Manuel Adorni ya no es jefe de Gabinete, pero la causa que lo investiga por presunto enriquecimiento ilícito no dejó de sumar elementos. En las últimas horas circularon en redes nuevos audios y capturas de conversaciones de WhatsApp entre el exfuncionario y Matías Tabar, el contratista que estuvo a cargo de las refacciones de su casa en el country Indio Cuá y que declaró ante la Justicia haber cobrado 245 mil dólares en efectivo por esos trabajos.

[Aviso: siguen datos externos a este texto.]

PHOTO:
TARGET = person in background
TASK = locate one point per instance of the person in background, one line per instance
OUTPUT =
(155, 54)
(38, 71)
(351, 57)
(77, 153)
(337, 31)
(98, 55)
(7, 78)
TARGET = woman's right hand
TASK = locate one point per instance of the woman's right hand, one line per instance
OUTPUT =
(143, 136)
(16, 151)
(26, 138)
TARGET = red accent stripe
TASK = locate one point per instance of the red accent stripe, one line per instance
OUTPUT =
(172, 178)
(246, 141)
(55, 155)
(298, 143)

Según circuló en redes y fue retomado por distintas cuentas que siguen el caso, en uno de los audios Adorni le dice a Tabar que tiene que hablarle por el tema de su citación a declarar, fechada el 4 de mayo. Tabar no le responde. Adorni insiste más tarde, y en un tramo que generó mayor repercusión le asegura que actúe «como hago yo» porque de esa forma «no queda registro de nada», y que de todas formas lo va a llamar «de un teléfono no registrado» para que se quede tranquilo. La frase, si se confirma su autenticidad y contexto en la causa, agrega un elemento más serio que el de las compras con tarjetas ajenas: la posible intención de instruir a un testigo sobre cómo evitar dejar rastros antes de declarar ante la Justicia.

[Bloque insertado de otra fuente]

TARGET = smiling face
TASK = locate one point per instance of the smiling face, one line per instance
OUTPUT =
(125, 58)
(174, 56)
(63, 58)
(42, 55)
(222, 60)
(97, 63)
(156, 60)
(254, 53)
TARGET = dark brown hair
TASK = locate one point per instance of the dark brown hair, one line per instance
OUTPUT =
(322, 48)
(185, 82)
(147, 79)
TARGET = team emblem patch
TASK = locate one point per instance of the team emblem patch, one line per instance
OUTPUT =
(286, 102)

Las capturas de WhatsApp que circularon junto a los audios muestran además un intercambio posterior, ya en tono más coloquial, donde Adorni le escribe a Tabar pidiéndole que no se olvide de él («Buen día, no me olvides jaja») y el contratista responde con monosílabos.
Estos nuevos materiales se conocen el mismo día en que trascendió otro tramo de audio, también dirigido a Tabar, en el que Adorni lo invita a encontrarse para hablar “por el tema del 4 de mayo”, día en que el contratista declaró, y le aseguraba que iba a darle «todo el soporte» que necesitara antes de su declaración. La combinación de ambos episodios refuerza la hipótesis de los investigadores: que Adorni intentó, en más de una oportunidad, condicionar el testimonio del contratista que terminaría siendo el más comprometedor para su situación judicial.

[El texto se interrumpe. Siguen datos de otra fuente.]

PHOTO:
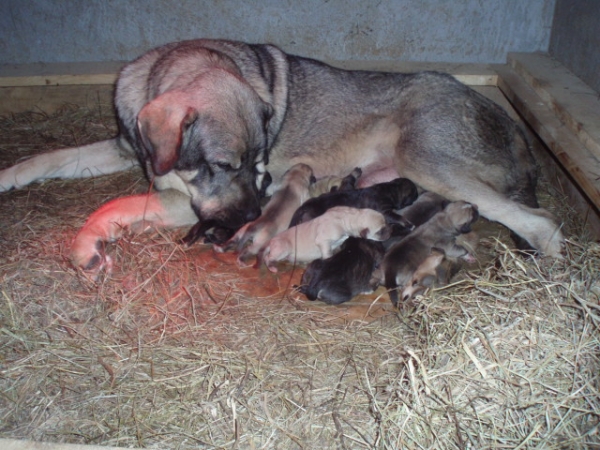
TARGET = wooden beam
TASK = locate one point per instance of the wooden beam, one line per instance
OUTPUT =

A la par de este frente, la causa también avanza por el costado de las compras con tarjetas ajenas. Laura Schiuma, funcionaria de la Vocería Presidencial, declaró que prestó su tarjeta de crédito para que Adorni comprara un monitor gamer de más de dos millones de pesos y que luego él le devolvió el dinero en efectivo. Un patrón similar se repitió, según la Justicia, con otro subordinado y con una tercera funcionaria que pagó en efectivo más de ocho millones de pesos en sommiers y ropa blanca para la misma casa de Indio Cuá.
El cuadro que empieza a delinearse combina dos tipos de irregularidades distintas pero potencialmente complementarias: por un lado, el uso de terceros para ocultar gastos propios; por otro, intentos de incidir sobre lo que esos mismos terceros iban a declarar ante la Justicia. Si ambas líneas se confirman judicialmente, el expediente de Adorni dejaría de ser solo una discusión sobre el origen de su patrimonio para convertirse en una causa con eventuales implicancias sobre entorpecimiento de la investigación.
El Gobierno, mientras tanto, sostiene la versión de que la renuncia fue una decisión personal de Adorni y que Milei sigue confiando en su inocencia. Esa narrativa convive, cada vez con más dificultad, con un expediente que crece a diario en Comodoro Py.